I went for the week-end to Rickmansworth, to stay with Lady Encombe, who had a little party for the laying of the foundation-stone of the new church of the Assumptionists. The Bishop of Kimberley (S.A.) gave a nice address. I preached next day (Sunday) in the old church, and in the evening we all listened to a quaint Franco-English sermonette from good Fr. Julian, the superior. Monday was Jack Encombe's tenth birthday: I gave him Jorrocks, with coloured plates, which delighted him; saw him and his brother start hunting on their ponies (their mother following them awheel); and then left for Arundel, where I was very glad to find myself (though not yet fully robust) able to take my share in the solemn Easter services. I found the castle grounds at length "redd up" and in perfect order; the hordes of workmen vanished, and lawns and terraces and shrubberies and flower-beds twinkling in the April sunshine. It was a joy to see the beautiful home of the Howards looking itself again after all these years of reconstruction and upheaval. The Duke had told me that he was determined to get the place shipshape within a year of his second marriage, or (like Trelawny) "know the reason why!" and he had been as good as his word. I heard with pleasure in Easter week that my nephew had got his first in moderations at Balliol; and with sorrow of the death of my kind old friend Bishop Wilkinson, successor of St. Cuthbert as Bishop of Hexham, and a shining example of loyalty and devotion to his Church and his country. I lunched in London, on my way to Oxford, with Lady Maple, at Clarence House, the pretty residence in Regent's Park left to her by Sir Blundell Maple. Telephoning previously to "Clarence House" to inquire the luncheon-hour, I was informed in haughty tones that "their Royal 'Ighnesses were in Egypt, and that nothing was known about any luncheon!" It turned out that I was in communication with the other Clarence House, the St. James's residence of the Duke of Connaught.

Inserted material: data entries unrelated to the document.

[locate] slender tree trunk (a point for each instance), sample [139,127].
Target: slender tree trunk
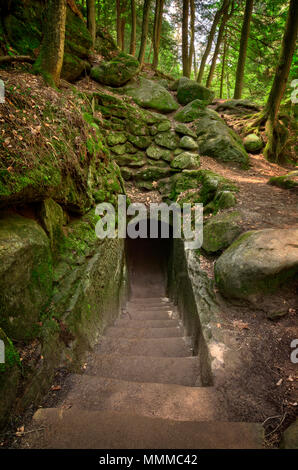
[185,56]
[91,20]
[276,134]
[118,23]
[159,6]
[50,59]
[144,31]
[221,30]
[133,37]
[223,64]
[122,26]
[195,65]
[150,51]
[243,48]
[192,35]
[209,42]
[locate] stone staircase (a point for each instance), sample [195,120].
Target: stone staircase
[141,389]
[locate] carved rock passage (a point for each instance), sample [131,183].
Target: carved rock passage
[140,388]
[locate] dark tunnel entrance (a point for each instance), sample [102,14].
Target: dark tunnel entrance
[148,261]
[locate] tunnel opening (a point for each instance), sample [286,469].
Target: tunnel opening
[148,262]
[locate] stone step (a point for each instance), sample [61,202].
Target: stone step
[149,315]
[127,323]
[157,347]
[147,399]
[121,332]
[168,370]
[75,428]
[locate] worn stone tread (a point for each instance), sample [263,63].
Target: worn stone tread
[81,429]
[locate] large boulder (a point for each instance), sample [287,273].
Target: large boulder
[25,275]
[167,139]
[116,72]
[189,90]
[23,26]
[217,140]
[150,94]
[257,263]
[105,44]
[253,143]
[191,111]
[220,231]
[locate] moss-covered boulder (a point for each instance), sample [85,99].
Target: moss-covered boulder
[151,173]
[290,437]
[134,160]
[115,138]
[167,139]
[189,90]
[188,143]
[185,160]
[25,275]
[149,94]
[191,112]
[117,71]
[220,231]
[184,130]
[164,126]
[23,26]
[10,374]
[217,140]
[288,181]
[258,263]
[52,219]
[253,143]
[157,153]
[139,141]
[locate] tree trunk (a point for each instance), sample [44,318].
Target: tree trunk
[122,29]
[144,31]
[209,43]
[133,37]
[195,65]
[118,23]
[192,35]
[243,48]
[91,21]
[50,59]
[276,134]
[185,56]
[224,20]
[159,6]
[223,64]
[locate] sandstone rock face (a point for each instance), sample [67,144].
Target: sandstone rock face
[220,231]
[23,30]
[258,262]
[150,94]
[25,275]
[117,71]
[52,218]
[217,140]
[189,90]
[191,112]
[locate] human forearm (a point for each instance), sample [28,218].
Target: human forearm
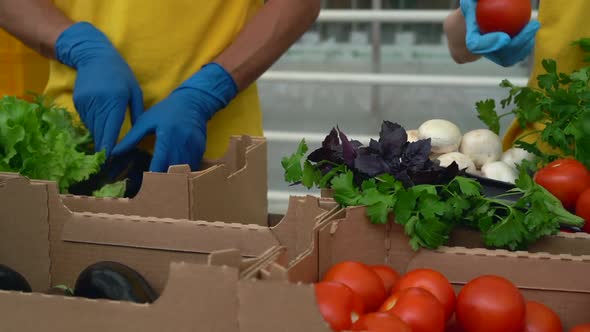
[455,30]
[37,23]
[266,37]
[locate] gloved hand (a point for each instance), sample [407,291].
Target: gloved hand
[180,120]
[498,47]
[104,86]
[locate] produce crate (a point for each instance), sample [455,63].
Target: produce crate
[238,179]
[197,297]
[49,244]
[557,280]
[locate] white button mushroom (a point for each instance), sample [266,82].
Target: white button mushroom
[413,135]
[462,161]
[445,136]
[514,156]
[499,170]
[482,146]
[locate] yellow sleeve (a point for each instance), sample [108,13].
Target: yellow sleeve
[560,25]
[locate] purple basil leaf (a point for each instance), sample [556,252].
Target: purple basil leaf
[403,177]
[417,154]
[375,146]
[392,139]
[348,150]
[370,164]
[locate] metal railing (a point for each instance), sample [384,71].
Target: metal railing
[384,16]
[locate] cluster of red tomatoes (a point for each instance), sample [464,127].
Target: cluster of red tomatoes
[569,181]
[354,296]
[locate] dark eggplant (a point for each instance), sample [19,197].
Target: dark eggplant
[10,280]
[113,281]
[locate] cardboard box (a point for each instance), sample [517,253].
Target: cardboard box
[50,245]
[197,297]
[559,281]
[239,178]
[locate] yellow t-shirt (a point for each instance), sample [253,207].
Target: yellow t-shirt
[561,23]
[165,42]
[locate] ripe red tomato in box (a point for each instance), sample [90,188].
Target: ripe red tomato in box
[419,309]
[339,305]
[581,328]
[435,283]
[583,209]
[540,318]
[380,322]
[566,179]
[509,16]
[489,304]
[388,275]
[362,280]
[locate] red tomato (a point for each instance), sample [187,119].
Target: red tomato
[509,16]
[435,283]
[490,304]
[540,318]
[390,302]
[362,280]
[380,322]
[337,304]
[581,328]
[453,326]
[566,179]
[419,309]
[388,275]
[583,208]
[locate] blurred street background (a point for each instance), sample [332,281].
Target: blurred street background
[371,37]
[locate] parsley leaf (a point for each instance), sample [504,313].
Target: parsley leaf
[292,164]
[345,192]
[487,114]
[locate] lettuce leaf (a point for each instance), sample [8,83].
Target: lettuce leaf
[40,141]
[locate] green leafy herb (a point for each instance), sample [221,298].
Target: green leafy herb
[561,104]
[116,189]
[429,213]
[39,141]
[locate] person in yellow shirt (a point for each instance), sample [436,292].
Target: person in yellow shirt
[184,69]
[559,24]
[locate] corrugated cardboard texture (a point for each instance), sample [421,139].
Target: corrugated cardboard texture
[196,298]
[24,230]
[558,280]
[271,306]
[146,244]
[239,178]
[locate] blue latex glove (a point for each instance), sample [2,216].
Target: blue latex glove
[498,46]
[180,120]
[104,86]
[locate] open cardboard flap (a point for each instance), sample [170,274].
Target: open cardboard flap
[40,234]
[559,281]
[196,297]
[239,178]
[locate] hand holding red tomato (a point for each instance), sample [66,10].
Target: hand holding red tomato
[499,47]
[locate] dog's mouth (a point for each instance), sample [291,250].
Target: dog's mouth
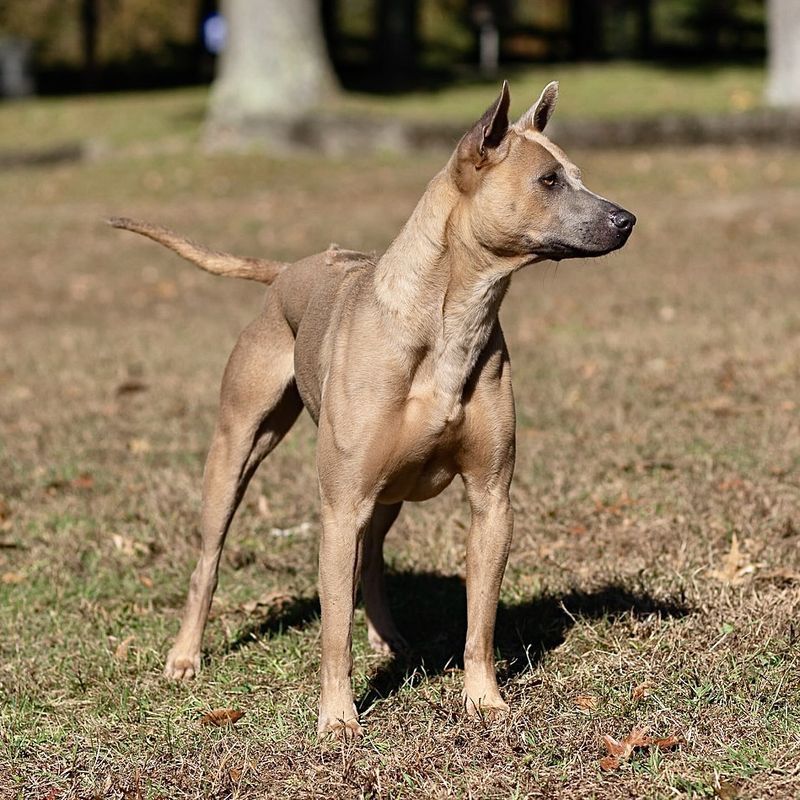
[558,251]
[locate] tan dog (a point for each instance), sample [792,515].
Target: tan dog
[403,365]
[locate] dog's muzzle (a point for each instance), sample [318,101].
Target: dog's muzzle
[622,220]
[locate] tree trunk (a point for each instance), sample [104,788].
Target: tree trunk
[783,35]
[274,66]
[397,41]
[90,23]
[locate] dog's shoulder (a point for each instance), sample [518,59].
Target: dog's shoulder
[336,256]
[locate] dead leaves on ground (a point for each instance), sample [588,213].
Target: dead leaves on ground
[220,717]
[734,567]
[621,751]
[83,481]
[586,702]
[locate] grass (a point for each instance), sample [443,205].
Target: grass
[657,401]
[136,121]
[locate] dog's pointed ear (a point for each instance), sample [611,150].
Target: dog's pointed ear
[538,115]
[487,133]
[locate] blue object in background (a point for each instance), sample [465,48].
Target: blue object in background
[215,32]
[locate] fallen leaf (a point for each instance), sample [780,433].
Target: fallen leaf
[130,387]
[220,717]
[127,545]
[121,653]
[726,791]
[84,481]
[302,528]
[642,690]
[735,566]
[276,600]
[619,751]
[586,702]
[139,446]
[578,529]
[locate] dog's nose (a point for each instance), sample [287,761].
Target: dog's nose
[622,219]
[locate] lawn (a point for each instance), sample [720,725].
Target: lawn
[654,580]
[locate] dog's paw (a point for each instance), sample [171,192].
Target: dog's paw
[391,645]
[491,706]
[180,667]
[338,729]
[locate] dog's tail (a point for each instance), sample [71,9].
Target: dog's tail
[254,269]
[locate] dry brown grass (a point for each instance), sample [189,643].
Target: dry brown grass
[657,397]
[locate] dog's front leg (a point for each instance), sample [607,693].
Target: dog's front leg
[343,528]
[487,552]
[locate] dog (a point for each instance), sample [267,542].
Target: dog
[402,364]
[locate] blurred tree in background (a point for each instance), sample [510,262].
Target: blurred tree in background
[275,62]
[784,52]
[381,44]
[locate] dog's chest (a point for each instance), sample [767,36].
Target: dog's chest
[427,453]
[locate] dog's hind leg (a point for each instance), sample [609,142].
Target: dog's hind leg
[382,631]
[259,402]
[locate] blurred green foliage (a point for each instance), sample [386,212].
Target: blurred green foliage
[141,42]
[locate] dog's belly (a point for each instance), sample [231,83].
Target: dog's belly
[419,482]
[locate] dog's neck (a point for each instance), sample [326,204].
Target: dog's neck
[441,292]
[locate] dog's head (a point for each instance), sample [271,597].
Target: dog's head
[523,197]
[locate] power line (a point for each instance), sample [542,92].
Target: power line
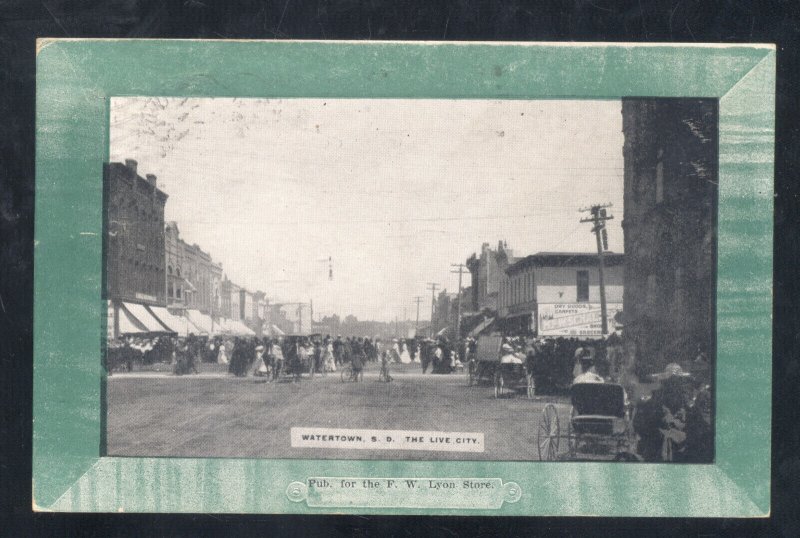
[598,220]
[432,286]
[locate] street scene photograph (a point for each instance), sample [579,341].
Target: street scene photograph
[411,279]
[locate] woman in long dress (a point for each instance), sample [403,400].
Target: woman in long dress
[405,357]
[222,355]
[328,360]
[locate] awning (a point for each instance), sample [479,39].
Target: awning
[128,324]
[144,317]
[199,320]
[177,324]
[481,326]
[242,329]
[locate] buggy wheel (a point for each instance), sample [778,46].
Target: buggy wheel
[499,385]
[549,434]
[346,374]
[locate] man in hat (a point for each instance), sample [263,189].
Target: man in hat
[507,355]
[588,372]
[660,419]
[259,368]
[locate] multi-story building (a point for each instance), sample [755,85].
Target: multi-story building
[135,235]
[193,279]
[487,271]
[555,294]
[133,249]
[247,306]
[670,226]
[230,300]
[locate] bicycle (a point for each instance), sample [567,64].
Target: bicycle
[348,374]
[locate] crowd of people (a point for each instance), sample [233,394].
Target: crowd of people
[672,410]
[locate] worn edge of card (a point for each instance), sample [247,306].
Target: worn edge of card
[69,475]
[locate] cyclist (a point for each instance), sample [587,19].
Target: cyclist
[385,360]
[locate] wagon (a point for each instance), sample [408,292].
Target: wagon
[306,366]
[599,428]
[484,367]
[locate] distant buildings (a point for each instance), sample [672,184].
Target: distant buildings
[487,271]
[670,226]
[158,283]
[556,294]
[193,278]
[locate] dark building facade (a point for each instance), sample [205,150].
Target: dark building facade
[134,249]
[670,226]
[487,270]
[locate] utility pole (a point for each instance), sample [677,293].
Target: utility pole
[598,219]
[460,272]
[433,287]
[416,325]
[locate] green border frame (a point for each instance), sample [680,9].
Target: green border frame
[75,79]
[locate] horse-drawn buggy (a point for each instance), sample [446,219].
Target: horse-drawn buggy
[298,362]
[508,378]
[600,426]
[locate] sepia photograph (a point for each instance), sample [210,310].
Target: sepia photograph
[411,279]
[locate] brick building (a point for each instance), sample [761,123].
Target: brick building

My first duty, on returning to Oxford, was to marry my cousin John Simeon,[[3]] until recently an undergraduate of the House, to Miss Adelaide Holmes à Court. My little sermon at the Jesuit church (which was almost filled with the wedding guests) was not intended to be otherwise than cheerful, and I was surprised in the course of it to observe the unusual phenomenon of the bridegroom's father dissolved in tears! The happy couple motored off later to North Wales in a downpour of rain, which (I heard) never once stopped during their brief honeymoon.